I fudged my through a demonstration this morning and really want to improve the way I do it. I'm not looking for info on presentations so-much but just books on how to give a better run through of software. Are there techniques I can use to do a better job next time a client comes in for a meeting and I'm left holding the ball.
======
mixmax
I think that this is not the kind of thing you learn by reading a book - or
sitting in front of a computer. It's a people thing. People have a knack for
seeing through other people, whether they believe what they are presenting,
like what they do etc.

These are the things I would recommend if you want to do a great
demonstration:

\- Love your product - nothing shines through like enthusiasm. Don't be afraid
to show it either.

\- Talk to people, study their reactions, smile to the waitresses, hook up
with girls (or guys if that's your preference), start conversations with
strangers on the bus. Like in all other walks of life if you practice
interacting with people you will become good at it.

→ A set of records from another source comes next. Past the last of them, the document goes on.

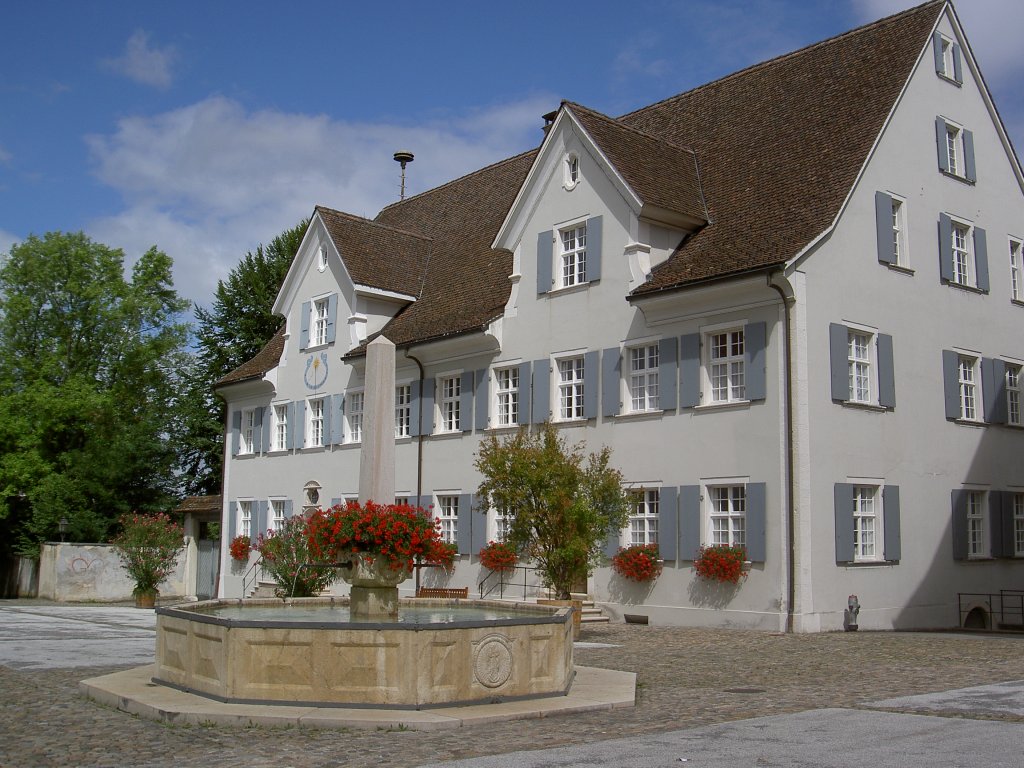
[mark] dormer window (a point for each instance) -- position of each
(571, 170)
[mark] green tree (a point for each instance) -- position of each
(562, 504)
(232, 331)
(87, 381)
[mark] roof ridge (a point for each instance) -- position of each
(626, 126)
(373, 222)
(791, 54)
(457, 180)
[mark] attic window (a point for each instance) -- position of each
(571, 170)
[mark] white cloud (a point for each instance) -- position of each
(209, 181)
(150, 66)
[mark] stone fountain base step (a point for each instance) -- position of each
(133, 691)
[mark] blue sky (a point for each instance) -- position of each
(205, 128)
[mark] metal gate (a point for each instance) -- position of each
(206, 570)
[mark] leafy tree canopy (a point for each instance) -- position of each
(562, 504)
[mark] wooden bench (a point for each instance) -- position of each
(462, 592)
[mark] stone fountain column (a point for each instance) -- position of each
(375, 587)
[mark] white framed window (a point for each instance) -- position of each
(859, 361)
(507, 396)
(900, 253)
(1018, 524)
(571, 170)
(247, 438)
(725, 365)
(1014, 394)
(450, 402)
(866, 523)
(281, 427)
(1016, 270)
(353, 416)
(570, 387)
(968, 379)
(727, 505)
(448, 513)
(276, 514)
(643, 515)
(318, 322)
(643, 378)
(977, 534)
(246, 518)
(402, 411)
(314, 423)
(572, 259)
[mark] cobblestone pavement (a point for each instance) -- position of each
(687, 678)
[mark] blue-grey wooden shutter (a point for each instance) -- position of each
(940, 139)
(466, 401)
(970, 173)
(464, 530)
(755, 342)
(332, 317)
(884, 227)
(545, 258)
(304, 326)
(592, 265)
(993, 389)
(267, 436)
(427, 407)
(668, 522)
(843, 495)
(892, 549)
(523, 393)
(590, 366)
(756, 521)
(479, 530)
(415, 409)
(958, 497)
(236, 431)
(338, 419)
(945, 248)
(611, 366)
(839, 360)
(981, 258)
(689, 371)
(950, 383)
(1007, 524)
(689, 522)
(542, 391)
(887, 371)
(232, 520)
(668, 373)
(480, 415)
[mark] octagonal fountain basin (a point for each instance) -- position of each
(308, 651)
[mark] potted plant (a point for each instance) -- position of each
(148, 546)
(638, 562)
(499, 556)
(720, 562)
(240, 548)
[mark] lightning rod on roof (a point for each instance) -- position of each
(403, 157)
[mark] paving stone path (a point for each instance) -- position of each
(687, 678)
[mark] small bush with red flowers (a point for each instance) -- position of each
(721, 563)
(240, 548)
(499, 556)
(397, 532)
(639, 562)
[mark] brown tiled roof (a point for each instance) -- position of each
(659, 172)
(779, 144)
(376, 255)
(265, 359)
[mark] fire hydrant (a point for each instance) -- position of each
(850, 616)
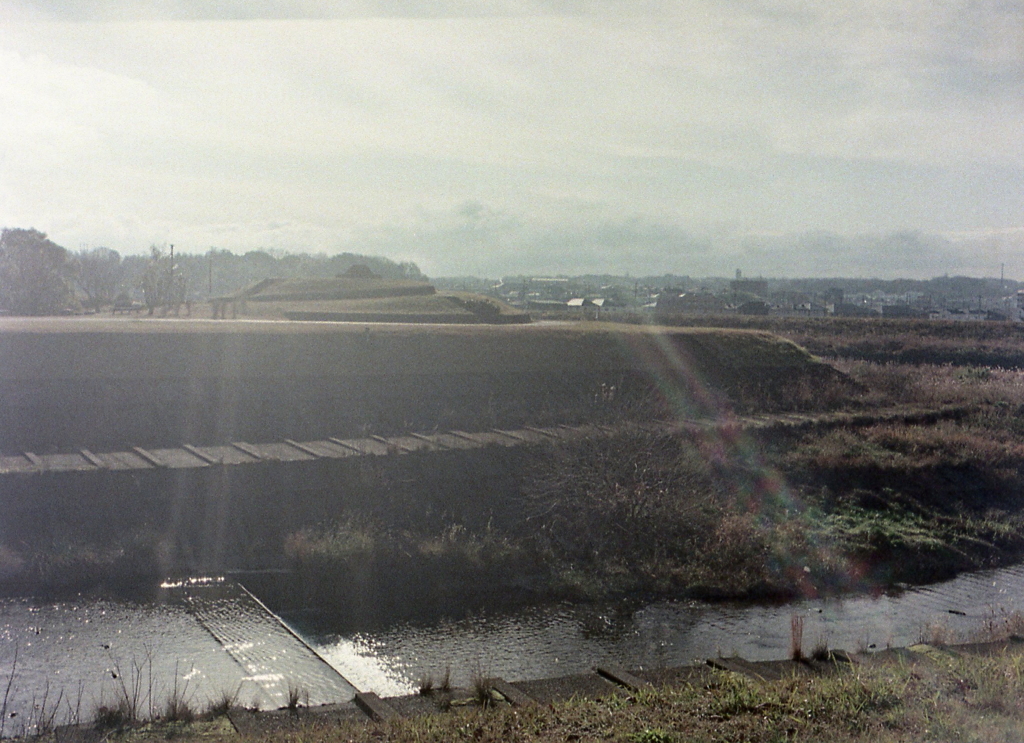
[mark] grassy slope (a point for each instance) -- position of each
(943, 697)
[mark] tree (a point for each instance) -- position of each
(99, 274)
(36, 274)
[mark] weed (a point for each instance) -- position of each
(481, 687)
(426, 685)
(820, 650)
(6, 691)
(222, 704)
(297, 697)
(651, 735)
(797, 637)
(112, 717)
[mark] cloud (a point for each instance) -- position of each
(615, 133)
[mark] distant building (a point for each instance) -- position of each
(754, 307)
(690, 303)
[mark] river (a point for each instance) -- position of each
(210, 638)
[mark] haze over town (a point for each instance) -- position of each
(791, 138)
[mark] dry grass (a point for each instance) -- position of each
(951, 698)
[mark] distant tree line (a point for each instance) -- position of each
(40, 277)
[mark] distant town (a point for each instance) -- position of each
(947, 298)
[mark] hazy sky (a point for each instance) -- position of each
(842, 137)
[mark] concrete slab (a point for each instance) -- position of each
(329, 449)
(523, 436)
(281, 452)
(253, 725)
(547, 691)
(451, 441)
(16, 464)
(694, 674)
(411, 443)
(124, 461)
(486, 438)
(178, 459)
(367, 446)
(512, 694)
(226, 454)
(622, 676)
(375, 707)
(65, 463)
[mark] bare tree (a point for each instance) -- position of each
(36, 274)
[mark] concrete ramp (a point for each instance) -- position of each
(276, 663)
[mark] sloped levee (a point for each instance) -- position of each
(67, 384)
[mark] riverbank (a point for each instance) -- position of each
(926, 693)
(723, 511)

\- Study great speakers when they do their thing - Start by looking at some of
Steve Jobs keynotes. The guy is amazing. Bill Clinton and Barack Obama are
great at it too.

\- Be prepared - Do your presentation until your girlfriend starts complaining
that you talk in your sleep and she has heard more about you product while you
sleep than she has heard about her other girlfriends sexlife. And that's a
lot... Steve Jobs recites until everything is absolutely pixel perfect, and
every eventuality is covered - and it shows. On their keynotes I heard that
they have three independent AV systems. Just in case two of them break down.

\- Read Dale carnegies "how to win friends and influence people - it's much
better than all the modern crap. It's from the 1930's if my memory serves me
correctly.

Good luck :-)

------
johnm
(A) Presentation Zen both the book (that came out recently) and the blog:
<http://www.presentationzen.com/> and Beyond Bullet Points,
<http://beyondbulletpoints.com/> the book and online seminars.

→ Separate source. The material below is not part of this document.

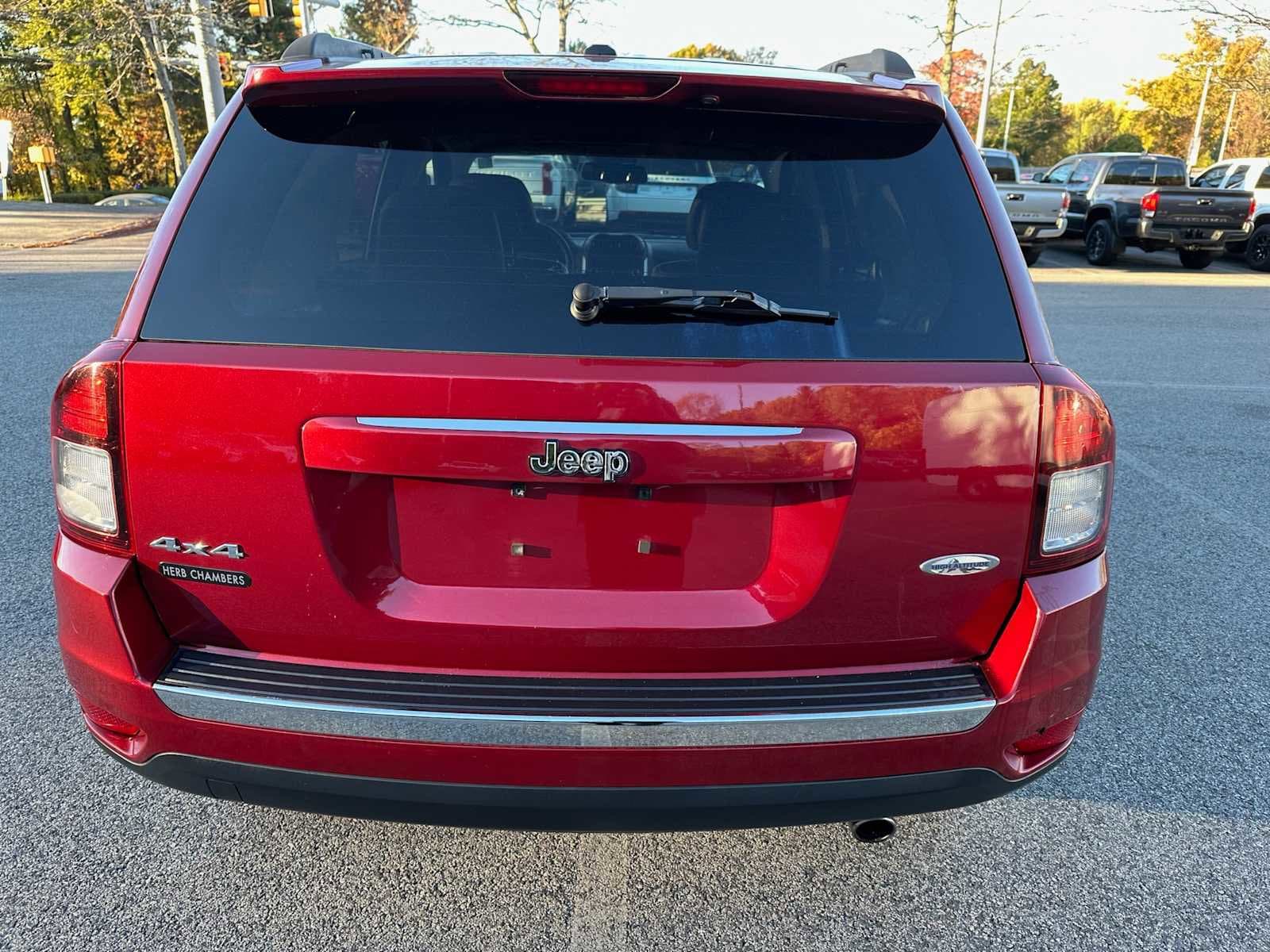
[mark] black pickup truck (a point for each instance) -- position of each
(1145, 201)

Yes, both of them are primarily focused on "static" presentations, however the
focus on the telling a good story through your demonstration is the point. In
presenting Krugle at DEMO06 (and winning a DEMOGod award, woohoo!), the
biggest failing we saw in many of the other presentations was the fact that
the "story" was a confusing, convoluted mess.

(B) Spend a lot more time building and practicing your
presentations/demonstrations than you think. Video yourself is great if you
can do it but just standing up and actually running through the entire
presentation/demo repeatedly goes a long ways.

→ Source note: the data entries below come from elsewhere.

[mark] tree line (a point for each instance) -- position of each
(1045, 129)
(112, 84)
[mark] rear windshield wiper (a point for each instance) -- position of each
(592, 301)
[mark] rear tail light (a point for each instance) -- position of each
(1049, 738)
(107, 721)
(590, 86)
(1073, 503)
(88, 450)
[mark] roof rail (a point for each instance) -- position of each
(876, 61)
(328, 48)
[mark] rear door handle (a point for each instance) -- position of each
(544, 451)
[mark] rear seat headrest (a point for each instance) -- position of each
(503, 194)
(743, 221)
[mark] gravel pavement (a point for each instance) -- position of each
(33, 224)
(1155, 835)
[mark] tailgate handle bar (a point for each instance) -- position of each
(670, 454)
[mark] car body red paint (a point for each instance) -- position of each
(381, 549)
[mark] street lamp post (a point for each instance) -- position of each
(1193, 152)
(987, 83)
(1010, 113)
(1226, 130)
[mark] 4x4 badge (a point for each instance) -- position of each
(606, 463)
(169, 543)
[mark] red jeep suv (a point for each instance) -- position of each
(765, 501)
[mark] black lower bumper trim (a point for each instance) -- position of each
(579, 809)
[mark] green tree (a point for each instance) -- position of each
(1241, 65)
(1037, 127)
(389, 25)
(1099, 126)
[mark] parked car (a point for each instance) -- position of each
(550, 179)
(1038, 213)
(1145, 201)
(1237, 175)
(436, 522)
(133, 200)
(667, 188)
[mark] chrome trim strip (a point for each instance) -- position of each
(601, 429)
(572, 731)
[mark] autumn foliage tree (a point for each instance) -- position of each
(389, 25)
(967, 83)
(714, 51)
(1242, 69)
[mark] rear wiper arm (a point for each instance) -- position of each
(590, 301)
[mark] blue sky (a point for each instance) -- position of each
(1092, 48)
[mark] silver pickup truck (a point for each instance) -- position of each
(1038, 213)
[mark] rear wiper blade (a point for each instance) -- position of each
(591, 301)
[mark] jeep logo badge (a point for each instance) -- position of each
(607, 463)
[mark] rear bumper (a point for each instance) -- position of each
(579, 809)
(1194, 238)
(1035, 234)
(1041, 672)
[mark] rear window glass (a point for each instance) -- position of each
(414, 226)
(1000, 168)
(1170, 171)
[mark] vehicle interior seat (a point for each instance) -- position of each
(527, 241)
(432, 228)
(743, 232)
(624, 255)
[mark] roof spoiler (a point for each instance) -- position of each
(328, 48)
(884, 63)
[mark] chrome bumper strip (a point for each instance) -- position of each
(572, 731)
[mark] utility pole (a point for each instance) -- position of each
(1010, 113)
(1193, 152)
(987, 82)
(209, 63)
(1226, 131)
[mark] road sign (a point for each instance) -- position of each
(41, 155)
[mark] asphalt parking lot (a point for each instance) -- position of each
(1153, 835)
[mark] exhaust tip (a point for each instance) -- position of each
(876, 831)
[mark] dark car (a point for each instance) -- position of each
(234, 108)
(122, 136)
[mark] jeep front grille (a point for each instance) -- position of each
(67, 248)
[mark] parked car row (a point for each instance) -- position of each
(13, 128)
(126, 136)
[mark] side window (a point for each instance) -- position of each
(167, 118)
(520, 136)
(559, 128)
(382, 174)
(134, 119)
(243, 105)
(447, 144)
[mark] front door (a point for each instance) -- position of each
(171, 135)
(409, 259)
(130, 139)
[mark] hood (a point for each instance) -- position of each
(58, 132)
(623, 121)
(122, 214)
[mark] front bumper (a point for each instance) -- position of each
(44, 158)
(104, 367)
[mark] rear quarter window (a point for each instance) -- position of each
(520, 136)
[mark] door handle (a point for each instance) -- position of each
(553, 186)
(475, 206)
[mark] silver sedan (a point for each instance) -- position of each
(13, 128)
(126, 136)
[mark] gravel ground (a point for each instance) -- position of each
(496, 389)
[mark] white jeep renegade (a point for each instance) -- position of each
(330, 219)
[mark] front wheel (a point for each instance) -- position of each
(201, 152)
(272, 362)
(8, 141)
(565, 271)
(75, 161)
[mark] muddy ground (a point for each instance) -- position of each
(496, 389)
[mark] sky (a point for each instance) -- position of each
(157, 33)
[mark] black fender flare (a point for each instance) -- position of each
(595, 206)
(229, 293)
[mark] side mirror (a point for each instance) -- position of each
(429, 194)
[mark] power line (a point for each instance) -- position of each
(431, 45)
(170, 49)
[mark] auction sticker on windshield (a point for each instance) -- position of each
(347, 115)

(C) For online/web demos, I always build a completely usable, static
presentation (in Keynote/PowerPoint) using lots of e.g., diagrams and
screenshots so that the presentation still works for the audience even if the
network/server is down/slow.

(D) Have a personality -- and bend it towards your audience. I.e., a
presentation needs to be engaging/interesting to the audience. I.e., think at
least as much about entertaining (in the best possible way) as you do about
being e.g., informative.

(E) Have fun!

Hope this helps, John

------
dkokelley
I don't know exactly what your background/experience is, but experience in
sales will give you good, everyday practice interacting with other people and
demonstrating on the fly.

Like mixmax said, watch for Steve Jobs' presentations. He has a strange
personality but his stage presence is outstanding.

How to win friend and influence people (Dale Carnegie) is also really good.

I would avoid most of the current "sales/presentation" self-help books out
there. Most of them are not worth the paper they're printed on.

One last thought, try and find a mentor or a coach and/or join a speaking
club. Toastmasters (<http://www.toastmasters.org/>) and the National Speakers
Association (<http://www.nsaspeaker.org/>) are good, but they may be overkill
if you don't do demonstrations regularly or to larger audiences.

------
wallflower
There are many things I can list. But I'll provide just one - get a
tripod/camera and videotape yourself presenting.

"Speaking Secrets of the Masters: The Personal Techniques Used by 22 of the
World's Top Professional Speakers" is the best book I have ever come across on
speaking as an art/science because it has many different insights.

------
sanj
1\. <http://presentationzen.blogs.com/>

2\. Practice, practice, practice.

------
edw519
Run, don't walk to:

<http://www.toastmasters.org/>

Listen to mixmax - all the books/info in the world are absolutely no
substitute for practice. Find the smallest toastmasters chapter close to you
(so you get more chances to present), join, and go every week, no matter what.
In 6 months you'll wonder why you ever had to post this here.

I always used my Toastmasters group to practice my sales presentations. It
forced me to be ready by a deadline, and the people there provided excellent
feedback. It gave me a chance to try new things, and best of all, it never
cost me a sale.

(Oops, just noticed that dkokelley suggested the same thing. See?)